Using "Multiple Assignment Variables" for a Generic Compare Data Script

  • Comments posted to this topic are about the item Using "Multiple Assignment Variables" for a Generic Compare Data Script

  • Not only is it important to name columns (as opposed to using '*') - it is important to name them and return them in the same order!

    Nothing in the 'MAV' query guarantees the order of column names returned. Use FOR XML PATH with an explicit ORDER BY clause instead (it's faster and entirely documented):

    SELECT STUFF(

    (

    SELECT N',' + sc.name

    FROM sys.columns sc

    WHERE sc.[object_id] = OBJECT_ID(N'dbo.Widget', N'U')

    ORDER BY

    sc.column_id ASC

    FOR XML PATH(''), TYPE

    ).value(N'.[1]', 'NVARCHAR(MAX)'), 1, 1, '');

  • A quick note on that trailing comma. Instead of

    select @col_list = @col_list + col + ', '

    which leaves the trailing comma that must be taken off, you might try

    set @col_list = null -- though defaults to null when defined...

    select @col_list = nullif(@col_list + ',', '') + col

  • I can see where this could come in handly during ETL processes.

    In regards to creating a delimited list see the example here on MSDN http://msdn2.microsoft.com/en-us/library/ms131056.aspx. Using a CLR it will create a comma delimited list. Since it's an Aggregate Function you can use it just like any other aggregate which makes it really handy.

  • Hi Stephen,

    I was wondering if there's a reason you use information_schema rather than the new sys.columns? Backwards compatibility? I believe in 2005 onwards information_schema is just a wrapper for the new object views (sys.columns, sys.objects, etc.)...

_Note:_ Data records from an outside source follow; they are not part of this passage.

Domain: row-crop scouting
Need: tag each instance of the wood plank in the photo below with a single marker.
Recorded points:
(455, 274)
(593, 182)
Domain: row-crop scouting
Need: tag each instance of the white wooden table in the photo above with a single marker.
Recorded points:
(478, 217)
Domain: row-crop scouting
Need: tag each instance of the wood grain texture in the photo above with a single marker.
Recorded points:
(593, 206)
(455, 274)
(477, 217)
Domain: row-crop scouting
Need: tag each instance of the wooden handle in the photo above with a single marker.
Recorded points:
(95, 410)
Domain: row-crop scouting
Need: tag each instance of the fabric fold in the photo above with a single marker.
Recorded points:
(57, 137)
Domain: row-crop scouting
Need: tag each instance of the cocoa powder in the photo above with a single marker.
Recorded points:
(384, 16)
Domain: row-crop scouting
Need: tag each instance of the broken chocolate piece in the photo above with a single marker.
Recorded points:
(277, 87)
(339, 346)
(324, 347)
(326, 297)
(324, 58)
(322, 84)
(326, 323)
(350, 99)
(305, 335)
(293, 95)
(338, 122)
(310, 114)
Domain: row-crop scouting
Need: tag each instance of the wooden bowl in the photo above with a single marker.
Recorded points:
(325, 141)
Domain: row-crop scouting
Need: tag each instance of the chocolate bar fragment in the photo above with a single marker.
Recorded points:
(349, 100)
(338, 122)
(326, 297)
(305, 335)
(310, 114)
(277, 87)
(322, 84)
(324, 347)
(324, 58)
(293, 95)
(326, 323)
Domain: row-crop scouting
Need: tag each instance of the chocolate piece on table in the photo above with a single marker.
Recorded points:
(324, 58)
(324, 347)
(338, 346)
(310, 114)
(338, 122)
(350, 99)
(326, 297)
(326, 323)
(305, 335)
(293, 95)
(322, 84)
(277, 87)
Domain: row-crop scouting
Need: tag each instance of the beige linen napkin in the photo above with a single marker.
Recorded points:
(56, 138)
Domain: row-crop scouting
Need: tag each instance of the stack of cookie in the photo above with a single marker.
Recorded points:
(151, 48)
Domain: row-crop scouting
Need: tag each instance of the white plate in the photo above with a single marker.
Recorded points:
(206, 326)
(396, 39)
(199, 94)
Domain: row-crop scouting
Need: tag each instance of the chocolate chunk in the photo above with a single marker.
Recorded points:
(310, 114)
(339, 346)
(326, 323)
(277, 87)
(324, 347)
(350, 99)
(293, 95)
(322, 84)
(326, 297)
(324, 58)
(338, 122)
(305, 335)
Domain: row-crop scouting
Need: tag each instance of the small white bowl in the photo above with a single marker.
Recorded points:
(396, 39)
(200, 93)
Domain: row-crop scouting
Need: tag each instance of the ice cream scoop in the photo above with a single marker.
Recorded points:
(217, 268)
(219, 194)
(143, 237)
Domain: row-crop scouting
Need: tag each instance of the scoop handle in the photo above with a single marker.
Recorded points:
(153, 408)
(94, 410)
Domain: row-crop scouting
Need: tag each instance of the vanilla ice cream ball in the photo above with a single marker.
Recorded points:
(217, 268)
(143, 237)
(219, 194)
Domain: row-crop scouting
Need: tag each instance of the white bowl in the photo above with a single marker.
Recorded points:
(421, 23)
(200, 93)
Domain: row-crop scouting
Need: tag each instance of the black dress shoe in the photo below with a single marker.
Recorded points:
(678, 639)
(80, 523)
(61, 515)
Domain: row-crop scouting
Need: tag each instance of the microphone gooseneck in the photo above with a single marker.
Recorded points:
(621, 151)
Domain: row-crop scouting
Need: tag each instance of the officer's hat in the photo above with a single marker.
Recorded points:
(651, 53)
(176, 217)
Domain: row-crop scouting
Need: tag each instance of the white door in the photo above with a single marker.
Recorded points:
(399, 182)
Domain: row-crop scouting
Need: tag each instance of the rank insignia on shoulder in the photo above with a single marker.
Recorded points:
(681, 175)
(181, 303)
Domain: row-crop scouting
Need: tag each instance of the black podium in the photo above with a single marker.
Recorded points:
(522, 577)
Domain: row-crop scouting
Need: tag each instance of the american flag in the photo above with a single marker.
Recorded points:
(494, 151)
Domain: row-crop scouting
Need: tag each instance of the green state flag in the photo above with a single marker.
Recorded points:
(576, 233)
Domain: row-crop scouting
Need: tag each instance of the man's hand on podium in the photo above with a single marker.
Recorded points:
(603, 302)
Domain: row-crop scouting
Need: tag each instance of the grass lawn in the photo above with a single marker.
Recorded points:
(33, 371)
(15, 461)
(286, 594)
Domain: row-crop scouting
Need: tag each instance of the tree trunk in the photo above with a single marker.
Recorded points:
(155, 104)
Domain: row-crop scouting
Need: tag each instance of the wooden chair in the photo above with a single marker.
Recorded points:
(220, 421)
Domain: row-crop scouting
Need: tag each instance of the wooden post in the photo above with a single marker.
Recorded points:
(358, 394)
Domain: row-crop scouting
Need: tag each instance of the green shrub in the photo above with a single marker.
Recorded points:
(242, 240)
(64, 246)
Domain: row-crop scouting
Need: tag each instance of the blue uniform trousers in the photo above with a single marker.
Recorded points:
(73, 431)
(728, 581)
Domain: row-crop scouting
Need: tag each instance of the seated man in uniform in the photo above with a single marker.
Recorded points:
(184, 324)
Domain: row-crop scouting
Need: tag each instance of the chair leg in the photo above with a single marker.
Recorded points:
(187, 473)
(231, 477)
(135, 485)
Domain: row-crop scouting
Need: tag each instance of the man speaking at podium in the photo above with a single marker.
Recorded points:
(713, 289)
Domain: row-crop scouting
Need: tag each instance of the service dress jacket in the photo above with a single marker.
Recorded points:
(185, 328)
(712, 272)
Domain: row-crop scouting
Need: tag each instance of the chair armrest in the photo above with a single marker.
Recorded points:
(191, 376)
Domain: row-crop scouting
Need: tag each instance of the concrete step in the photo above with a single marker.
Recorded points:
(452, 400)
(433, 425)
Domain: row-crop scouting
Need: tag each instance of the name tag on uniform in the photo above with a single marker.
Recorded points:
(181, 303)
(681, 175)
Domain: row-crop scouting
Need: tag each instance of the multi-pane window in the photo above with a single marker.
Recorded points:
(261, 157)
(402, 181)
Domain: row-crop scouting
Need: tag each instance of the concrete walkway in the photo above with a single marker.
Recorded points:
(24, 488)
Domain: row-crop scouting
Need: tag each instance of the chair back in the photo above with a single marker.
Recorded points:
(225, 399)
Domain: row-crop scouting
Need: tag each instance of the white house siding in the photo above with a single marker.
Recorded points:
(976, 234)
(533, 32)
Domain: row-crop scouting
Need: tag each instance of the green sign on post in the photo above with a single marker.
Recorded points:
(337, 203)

  • Thanks for the article, I use this "feature" quite a bit. One of mine is similar to yours, I have a script that creates insert statements using column names in order to reduce the size of our production database for testing purposes. We copy over only the records we want from the production db into an empty db, the process is much faster than deleting and resizing the db.

    I realize that your article is just for explanation purposes, but when I compare the contents of two tables that have the same structure, I use the CheckSum_Agg() and CheckSum() functions. You can start by comparing the entire tables with just one checksum value. If the values don't match, you can show the rows that differ by comparing each row's checksum with the checksum of the corresponding tables row (using primary keys to match rows).

    Syntax is:

    SELECT CheckSum_Agg(CheckSum(*)) FROM TableName

    SELECT Checksum(*) FROM TableName WHERE PrimaryKey=1

    Paul

  • Nice article. A minor nit-pick. You need to initialize the @col variable to an empty string befory running the MAV query. Otherwise, your result will be NULL.

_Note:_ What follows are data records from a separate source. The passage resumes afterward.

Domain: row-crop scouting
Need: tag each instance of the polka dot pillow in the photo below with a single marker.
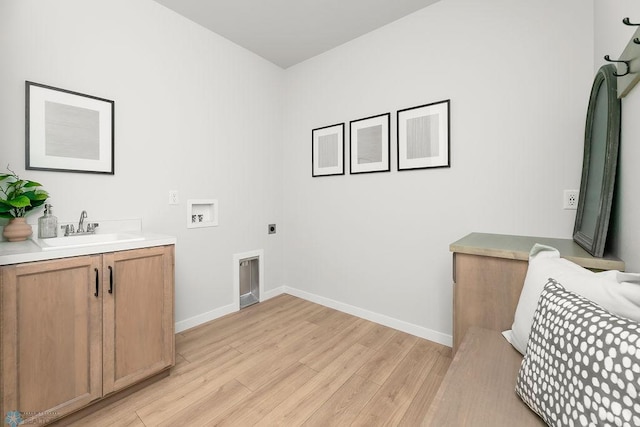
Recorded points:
(582, 364)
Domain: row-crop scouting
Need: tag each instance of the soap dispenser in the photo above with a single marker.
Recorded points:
(47, 224)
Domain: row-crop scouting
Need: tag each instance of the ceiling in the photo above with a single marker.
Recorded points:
(287, 32)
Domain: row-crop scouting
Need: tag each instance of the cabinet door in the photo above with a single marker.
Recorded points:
(138, 315)
(51, 337)
(486, 293)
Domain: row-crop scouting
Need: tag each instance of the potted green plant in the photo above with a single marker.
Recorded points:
(18, 197)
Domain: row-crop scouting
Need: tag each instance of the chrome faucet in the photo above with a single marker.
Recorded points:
(83, 215)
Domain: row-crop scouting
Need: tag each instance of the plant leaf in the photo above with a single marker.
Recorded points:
(36, 195)
(20, 202)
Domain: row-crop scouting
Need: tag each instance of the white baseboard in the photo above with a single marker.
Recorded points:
(194, 321)
(391, 322)
(273, 293)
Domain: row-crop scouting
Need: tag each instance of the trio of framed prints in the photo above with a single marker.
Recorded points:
(422, 142)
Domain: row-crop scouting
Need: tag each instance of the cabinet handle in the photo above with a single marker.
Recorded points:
(110, 280)
(97, 282)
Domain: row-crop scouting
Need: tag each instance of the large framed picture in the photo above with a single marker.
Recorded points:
(369, 144)
(68, 131)
(423, 136)
(327, 150)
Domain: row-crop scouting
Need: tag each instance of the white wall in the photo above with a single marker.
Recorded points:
(194, 113)
(518, 74)
(611, 37)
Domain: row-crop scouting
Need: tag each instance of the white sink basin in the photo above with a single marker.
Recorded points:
(86, 240)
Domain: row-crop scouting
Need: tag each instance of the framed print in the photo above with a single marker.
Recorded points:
(327, 150)
(423, 136)
(369, 144)
(68, 131)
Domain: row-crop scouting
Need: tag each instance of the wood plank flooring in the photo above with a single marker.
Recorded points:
(287, 361)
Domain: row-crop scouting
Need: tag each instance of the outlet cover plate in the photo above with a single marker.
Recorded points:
(570, 199)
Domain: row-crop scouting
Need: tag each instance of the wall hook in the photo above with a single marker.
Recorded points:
(606, 58)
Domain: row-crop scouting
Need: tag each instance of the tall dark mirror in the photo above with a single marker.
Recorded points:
(601, 141)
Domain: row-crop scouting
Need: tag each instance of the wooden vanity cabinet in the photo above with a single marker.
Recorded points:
(489, 272)
(75, 330)
(138, 325)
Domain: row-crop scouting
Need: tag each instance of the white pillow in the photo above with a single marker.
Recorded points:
(616, 292)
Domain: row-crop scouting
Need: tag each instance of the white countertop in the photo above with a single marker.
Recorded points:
(28, 250)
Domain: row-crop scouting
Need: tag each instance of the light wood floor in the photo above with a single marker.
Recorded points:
(287, 361)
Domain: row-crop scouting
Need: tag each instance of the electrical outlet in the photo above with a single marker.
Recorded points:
(570, 200)
(173, 197)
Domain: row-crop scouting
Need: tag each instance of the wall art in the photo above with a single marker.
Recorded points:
(423, 136)
(68, 131)
(369, 144)
(327, 150)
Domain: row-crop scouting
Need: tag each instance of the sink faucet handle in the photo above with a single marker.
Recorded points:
(68, 229)
(83, 215)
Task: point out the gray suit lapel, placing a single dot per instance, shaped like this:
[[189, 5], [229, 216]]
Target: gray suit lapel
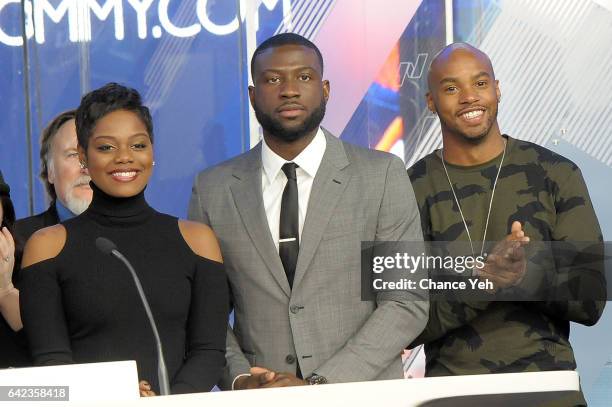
[[249, 201], [327, 188]]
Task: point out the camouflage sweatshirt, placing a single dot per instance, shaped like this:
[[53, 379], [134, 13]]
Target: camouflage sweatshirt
[[547, 194]]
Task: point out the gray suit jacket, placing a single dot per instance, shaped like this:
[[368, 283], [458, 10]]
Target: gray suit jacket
[[322, 324]]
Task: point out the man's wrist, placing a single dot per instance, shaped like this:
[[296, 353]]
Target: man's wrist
[[238, 378], [316, 379]]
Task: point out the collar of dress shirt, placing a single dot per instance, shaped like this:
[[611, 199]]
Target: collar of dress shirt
[[308, 160]]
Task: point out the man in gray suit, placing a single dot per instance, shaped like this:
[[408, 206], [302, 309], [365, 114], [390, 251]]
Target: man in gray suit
[[290, 215]]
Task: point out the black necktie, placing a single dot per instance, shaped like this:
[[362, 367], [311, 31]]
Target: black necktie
[[289, 230]]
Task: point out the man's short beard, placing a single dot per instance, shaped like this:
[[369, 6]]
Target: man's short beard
[[276, 129], [477, 139], [74, 204], [77, 205]]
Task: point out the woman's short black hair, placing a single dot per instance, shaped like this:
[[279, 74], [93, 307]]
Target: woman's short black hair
[[107, 99]]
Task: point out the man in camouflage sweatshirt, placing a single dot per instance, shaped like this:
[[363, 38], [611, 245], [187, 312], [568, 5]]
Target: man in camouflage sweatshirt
[[539, 196]]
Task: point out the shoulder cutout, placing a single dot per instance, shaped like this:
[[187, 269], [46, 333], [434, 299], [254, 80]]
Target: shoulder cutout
[[201, 239], [44, 244]]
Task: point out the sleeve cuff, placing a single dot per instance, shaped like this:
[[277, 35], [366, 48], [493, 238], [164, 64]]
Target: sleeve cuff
[[238, 377]]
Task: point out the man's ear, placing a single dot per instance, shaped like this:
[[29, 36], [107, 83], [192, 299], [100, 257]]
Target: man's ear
[[430, 103], [252, 95], [326, 89], [82, 155], [50, 172], [497, 90]]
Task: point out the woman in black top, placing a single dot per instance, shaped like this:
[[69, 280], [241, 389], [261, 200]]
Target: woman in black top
[[13, 350], [79, 305]]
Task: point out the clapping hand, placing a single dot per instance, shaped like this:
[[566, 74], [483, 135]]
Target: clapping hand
[[264, 378], [145, 389], [506, 265]]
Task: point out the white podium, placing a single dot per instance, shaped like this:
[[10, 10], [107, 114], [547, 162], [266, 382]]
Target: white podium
[[505, 390], [100, 382]]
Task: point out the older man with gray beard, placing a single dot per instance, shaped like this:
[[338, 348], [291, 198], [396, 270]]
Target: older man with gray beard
[[66, 182]]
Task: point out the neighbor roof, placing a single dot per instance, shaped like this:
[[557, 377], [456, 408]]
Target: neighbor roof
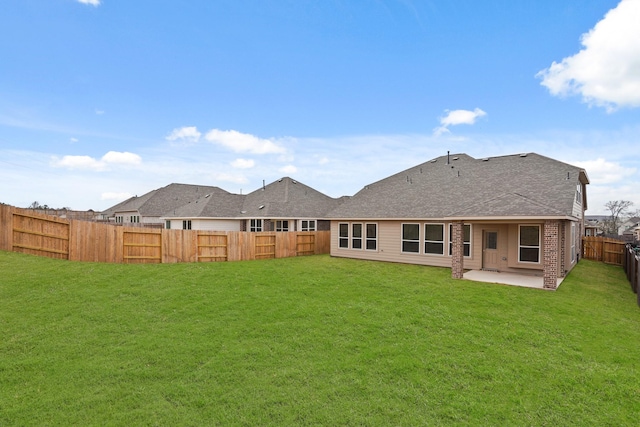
[[458, 185], [284, 198], [287, 198], [160, 201]]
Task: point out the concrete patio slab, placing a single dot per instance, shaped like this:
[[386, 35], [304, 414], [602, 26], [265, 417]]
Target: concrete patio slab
[[512, 279]]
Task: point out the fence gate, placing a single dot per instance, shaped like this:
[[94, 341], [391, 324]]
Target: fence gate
[[609, 251], [212, 247], [142, 247], [305, 244], [265, 246], [40, 236]]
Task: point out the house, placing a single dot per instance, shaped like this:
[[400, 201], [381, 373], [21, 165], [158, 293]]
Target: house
[[520, 213], [595, 225], [627, 229], [146, 210], [283, 205]]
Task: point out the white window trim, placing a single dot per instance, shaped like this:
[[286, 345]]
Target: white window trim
[[368, 239], [443, 241], [539, 247], [256, 228], [347, 237], [402, 239], [308, 227], [353, 237], [282, 228], [573, 242]]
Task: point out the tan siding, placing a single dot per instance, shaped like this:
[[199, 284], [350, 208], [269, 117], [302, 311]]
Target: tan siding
[[389, 246], [215, 225]]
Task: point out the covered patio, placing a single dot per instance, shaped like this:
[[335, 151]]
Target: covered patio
[[512, 279]]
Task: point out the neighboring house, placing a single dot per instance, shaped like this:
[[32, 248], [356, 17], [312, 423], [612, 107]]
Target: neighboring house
[[626, 229], [594, 225], [519, 213], [283, 205], [147, 209]]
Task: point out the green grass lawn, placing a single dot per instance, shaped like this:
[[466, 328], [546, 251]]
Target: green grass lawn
[[311, 341]]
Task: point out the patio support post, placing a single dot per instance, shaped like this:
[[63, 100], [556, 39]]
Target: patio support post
[[457, 250], [550, 241]]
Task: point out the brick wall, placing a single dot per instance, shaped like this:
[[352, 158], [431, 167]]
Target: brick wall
[[550, 242], [457, 250]]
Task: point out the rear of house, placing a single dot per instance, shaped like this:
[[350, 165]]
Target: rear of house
[[522, 213]]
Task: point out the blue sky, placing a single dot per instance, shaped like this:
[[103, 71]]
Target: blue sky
[[104, 99]]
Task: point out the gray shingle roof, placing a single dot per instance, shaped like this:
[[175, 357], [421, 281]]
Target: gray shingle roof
[[284, 198], [166, 199], [287, 198], [461, 186]]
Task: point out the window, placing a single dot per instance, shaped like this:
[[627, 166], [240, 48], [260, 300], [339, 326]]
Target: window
[[411, 238], [573, 242], [529, 243], [466, 237], [579, 193], [356, 236], [343, 235], [371, 237], [434, 239], [308, 225], [256, 225]]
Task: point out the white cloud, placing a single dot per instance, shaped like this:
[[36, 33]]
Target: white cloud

    I've also used this for quick and dirty CSV list generation. For long lists, though, say over 500 elements, a FOR XML query, like Paul White's above, is much faster.

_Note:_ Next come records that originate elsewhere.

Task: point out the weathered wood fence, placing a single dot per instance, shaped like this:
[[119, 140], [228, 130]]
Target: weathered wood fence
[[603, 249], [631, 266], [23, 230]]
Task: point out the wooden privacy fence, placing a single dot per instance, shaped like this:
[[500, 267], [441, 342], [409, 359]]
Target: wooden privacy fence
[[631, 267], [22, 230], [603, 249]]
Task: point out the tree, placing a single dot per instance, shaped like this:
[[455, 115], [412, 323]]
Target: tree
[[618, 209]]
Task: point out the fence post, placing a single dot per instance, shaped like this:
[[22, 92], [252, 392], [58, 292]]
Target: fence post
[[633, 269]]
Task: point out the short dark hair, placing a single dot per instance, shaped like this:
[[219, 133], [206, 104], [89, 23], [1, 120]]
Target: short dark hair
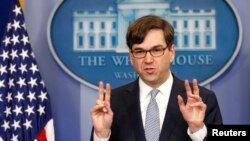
[[140, 27]]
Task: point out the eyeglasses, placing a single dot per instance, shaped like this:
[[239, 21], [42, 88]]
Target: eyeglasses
[[155, 52]]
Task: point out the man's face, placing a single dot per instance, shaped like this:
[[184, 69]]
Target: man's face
[[153, 70]]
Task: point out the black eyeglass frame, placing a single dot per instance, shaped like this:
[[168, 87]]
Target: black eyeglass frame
[[162, 49]]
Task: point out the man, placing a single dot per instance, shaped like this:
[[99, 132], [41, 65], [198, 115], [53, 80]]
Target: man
[[181, 112]]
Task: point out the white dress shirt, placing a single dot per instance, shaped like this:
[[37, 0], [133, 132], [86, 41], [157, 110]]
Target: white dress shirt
[[162, 99]]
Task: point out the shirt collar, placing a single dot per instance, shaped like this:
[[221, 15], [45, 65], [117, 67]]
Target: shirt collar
[[165, 88]]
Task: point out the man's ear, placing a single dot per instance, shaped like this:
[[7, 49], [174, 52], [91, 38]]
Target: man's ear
[[172, 51], [130, 57]]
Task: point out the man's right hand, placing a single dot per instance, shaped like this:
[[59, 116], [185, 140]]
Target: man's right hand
[[101, 113]]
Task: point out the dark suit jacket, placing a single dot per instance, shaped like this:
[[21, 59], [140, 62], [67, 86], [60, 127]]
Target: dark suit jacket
[[127, 121]]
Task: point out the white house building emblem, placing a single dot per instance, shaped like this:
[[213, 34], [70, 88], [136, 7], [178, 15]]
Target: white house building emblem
[[88, 39]]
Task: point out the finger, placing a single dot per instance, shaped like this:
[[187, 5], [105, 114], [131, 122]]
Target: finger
[[195, 97], [180, 102], [199, 104], [96, 109], [108, 108], [108, 92], [101, 91], [195, 87], [99, 102], [188, 88]]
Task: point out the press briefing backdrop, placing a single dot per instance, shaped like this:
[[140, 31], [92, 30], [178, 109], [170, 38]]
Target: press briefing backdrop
[[71, 100]]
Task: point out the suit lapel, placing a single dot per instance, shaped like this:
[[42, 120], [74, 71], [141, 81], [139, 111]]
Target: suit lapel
[[173, 113]]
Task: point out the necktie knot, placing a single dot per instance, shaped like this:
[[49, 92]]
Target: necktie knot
[[153, 93]]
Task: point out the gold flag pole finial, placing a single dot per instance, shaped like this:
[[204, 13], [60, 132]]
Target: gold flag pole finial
[[21, 3]]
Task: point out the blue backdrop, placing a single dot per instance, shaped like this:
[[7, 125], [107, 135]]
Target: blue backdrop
[[71, 101]]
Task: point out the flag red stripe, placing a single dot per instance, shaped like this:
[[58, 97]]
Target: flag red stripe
[[42, 136]]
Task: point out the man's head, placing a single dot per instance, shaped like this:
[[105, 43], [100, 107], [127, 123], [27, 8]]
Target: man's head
[[151, 49], [140, 27]]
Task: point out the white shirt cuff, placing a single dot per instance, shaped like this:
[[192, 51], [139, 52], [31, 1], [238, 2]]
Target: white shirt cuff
[[198, 135]]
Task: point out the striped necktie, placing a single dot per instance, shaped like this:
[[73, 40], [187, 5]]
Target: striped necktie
[[152, 124]]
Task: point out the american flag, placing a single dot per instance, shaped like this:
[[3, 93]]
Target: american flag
[[25, 112]]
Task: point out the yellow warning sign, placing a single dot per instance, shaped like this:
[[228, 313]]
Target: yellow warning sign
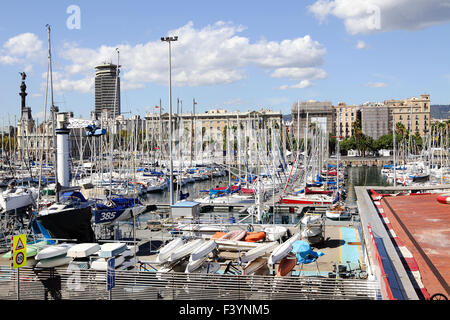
[[18, 251]]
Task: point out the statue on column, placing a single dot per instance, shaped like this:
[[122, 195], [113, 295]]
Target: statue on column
[[23, 88]]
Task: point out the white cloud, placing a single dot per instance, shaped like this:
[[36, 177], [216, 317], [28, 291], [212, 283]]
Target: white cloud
[[213, 55], [303, 84], [367, 16], [300, 73], [24, 49], [361, 45], [376, 84]]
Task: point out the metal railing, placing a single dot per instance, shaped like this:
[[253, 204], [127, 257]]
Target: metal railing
[[82, 284]]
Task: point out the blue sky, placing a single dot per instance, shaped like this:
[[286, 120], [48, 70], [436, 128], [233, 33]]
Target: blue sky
[[236, 55]]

  • Now, in a previous post of mine discussing comparing tables using EXCEPT <reference>, I noted that it is best practice to explicitly name your columns in any query using EXCEPT.

    I saw this in your previous article, but didn't respond to it there...I think you're wrong, and that this is one of the rare instances where it's best NOT to explicitly name your columns. If the column order is different between the two tables, then there may be other differences as well. Of course there can be other differences without the column order being different or the column order could be the only difference, but since it's simpler to use * and the failure provides you with useful information (that the structure of the two tables has branched at some point), that's what I'd use. Of course you may need to do the comparision in any case, in which case todays script can come in handy.

    Speaking of todays script, using

    @col_list = IsNull(@col_list +',' , '') + col

    prevents having to delete a trailing comma.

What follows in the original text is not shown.